= Akāraṇavat =

Concept of eternal existence
Akāraṇavat (Sanskrit: अकारणवत्) is a concept of eternal existence mentioned in the Indian philosophical text Vaisheshika Sutra. According to the concept of akāraṇavat, the eternal is that which is existent and uncaused.

== Etymology ==
Akāraṇavat is a Sanskrit word having two terms akāraṇa (cause free) and vat (affix term). The literal meaning of akāraṇa is cause-free. When the affix term vat is added after the word akāraṇa, then the compound term akāraṇavat takes the form of possessive adjective. Thus the literal meaning of the term akāraṇavat is being free from causation.

== Description ==
The concept of the Akāraṇavat is mentioned in the fourth chapter of the text Vaisheshika Sutra. The first verse of the fourth chapter mentioned the concept of the Akāraṇavat for the ultimate atoms (Paramanu).

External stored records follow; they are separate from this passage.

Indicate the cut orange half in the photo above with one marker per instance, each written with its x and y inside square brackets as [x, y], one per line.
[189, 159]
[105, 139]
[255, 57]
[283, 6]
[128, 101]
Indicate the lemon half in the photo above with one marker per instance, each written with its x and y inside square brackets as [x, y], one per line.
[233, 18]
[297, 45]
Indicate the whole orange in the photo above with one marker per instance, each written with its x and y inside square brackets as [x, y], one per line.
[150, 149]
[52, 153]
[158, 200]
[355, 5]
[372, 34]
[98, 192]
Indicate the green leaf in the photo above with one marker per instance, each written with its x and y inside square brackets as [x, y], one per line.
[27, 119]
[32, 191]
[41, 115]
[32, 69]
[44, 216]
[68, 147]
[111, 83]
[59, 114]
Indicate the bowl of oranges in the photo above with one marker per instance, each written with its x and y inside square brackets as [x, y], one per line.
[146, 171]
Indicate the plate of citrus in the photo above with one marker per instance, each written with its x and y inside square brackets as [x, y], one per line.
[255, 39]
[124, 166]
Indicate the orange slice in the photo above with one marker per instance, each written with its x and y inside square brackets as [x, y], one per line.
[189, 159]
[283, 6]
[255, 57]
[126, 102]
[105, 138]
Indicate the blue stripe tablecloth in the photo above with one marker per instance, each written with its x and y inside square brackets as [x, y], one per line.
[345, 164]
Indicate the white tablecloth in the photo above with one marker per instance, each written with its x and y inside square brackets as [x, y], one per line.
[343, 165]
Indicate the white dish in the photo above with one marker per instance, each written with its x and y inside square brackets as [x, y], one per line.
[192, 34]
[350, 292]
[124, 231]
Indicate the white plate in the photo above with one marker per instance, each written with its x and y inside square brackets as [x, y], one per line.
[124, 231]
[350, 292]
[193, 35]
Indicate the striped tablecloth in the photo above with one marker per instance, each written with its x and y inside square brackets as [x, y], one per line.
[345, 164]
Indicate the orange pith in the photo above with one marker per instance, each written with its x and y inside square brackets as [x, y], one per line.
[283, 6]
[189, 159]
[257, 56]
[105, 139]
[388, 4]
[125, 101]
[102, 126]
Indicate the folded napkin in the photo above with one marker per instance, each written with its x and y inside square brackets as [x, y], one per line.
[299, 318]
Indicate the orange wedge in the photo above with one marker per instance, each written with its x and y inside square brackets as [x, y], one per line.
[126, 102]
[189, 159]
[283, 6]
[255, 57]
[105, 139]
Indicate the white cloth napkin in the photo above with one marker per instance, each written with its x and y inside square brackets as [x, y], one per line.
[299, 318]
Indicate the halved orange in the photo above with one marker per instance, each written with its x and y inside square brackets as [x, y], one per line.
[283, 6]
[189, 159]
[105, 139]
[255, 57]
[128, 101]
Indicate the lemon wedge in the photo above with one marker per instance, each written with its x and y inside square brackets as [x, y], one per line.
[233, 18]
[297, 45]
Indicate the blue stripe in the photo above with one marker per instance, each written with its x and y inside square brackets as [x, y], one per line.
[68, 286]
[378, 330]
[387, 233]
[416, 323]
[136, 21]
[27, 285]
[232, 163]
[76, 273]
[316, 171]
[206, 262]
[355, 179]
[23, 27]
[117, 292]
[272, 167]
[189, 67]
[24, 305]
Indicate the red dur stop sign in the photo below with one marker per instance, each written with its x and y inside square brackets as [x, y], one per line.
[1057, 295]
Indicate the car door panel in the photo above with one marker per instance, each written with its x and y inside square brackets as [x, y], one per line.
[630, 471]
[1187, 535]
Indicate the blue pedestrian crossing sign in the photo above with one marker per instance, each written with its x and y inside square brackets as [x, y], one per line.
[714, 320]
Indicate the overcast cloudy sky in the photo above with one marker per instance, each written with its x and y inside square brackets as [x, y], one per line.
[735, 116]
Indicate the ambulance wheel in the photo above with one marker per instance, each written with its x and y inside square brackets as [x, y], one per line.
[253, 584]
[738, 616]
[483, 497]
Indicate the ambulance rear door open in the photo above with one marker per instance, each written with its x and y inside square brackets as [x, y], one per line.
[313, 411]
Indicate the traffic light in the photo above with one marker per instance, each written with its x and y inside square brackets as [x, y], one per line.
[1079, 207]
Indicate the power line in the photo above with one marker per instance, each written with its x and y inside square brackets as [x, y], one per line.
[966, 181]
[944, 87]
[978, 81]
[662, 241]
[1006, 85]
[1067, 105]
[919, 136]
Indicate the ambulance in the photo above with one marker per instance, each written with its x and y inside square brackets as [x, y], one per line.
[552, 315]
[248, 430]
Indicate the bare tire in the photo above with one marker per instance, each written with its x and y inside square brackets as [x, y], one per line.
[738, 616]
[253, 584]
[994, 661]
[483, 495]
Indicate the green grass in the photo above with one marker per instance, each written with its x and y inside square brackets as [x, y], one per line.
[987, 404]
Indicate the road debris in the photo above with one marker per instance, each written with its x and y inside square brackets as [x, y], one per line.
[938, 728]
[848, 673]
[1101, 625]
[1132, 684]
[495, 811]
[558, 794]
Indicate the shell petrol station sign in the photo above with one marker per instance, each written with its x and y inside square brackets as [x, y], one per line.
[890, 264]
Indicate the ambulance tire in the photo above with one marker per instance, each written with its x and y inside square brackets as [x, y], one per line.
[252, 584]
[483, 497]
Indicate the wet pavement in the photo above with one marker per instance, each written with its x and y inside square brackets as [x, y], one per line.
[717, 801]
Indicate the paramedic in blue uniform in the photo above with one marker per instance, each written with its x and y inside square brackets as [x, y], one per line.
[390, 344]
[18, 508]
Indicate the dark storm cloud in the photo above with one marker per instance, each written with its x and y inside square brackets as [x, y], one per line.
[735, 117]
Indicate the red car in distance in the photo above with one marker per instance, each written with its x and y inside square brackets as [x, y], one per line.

According to Maharshi Kanada, the ultimate atoms are eternal, uncaused, non-destructive and are inferred from their effects.

॥ सत् अकारणवत् नित्यम् ॥

॥ sat akāraṇavat nityam ॥
— Maharshi Kanada, Verse 4.1.1
Sankara Mishra in his commentary text Upaskara explained the concept. According to him, Akāraṇavat means the absence of the preceding cause. In the second verse or sutra of the fourth chapter, the mark of the existence of the ultimate atoms is mentioned.

॥ तस्य कार्यं लिङ्गम् ॥
॥ tasya kāryaṃ liṅgam ॥
— Verse 4.1.2
According to the second Sutra of the fourth chapter, the mark of the existence of the ultimate atoms is inferred from their effects.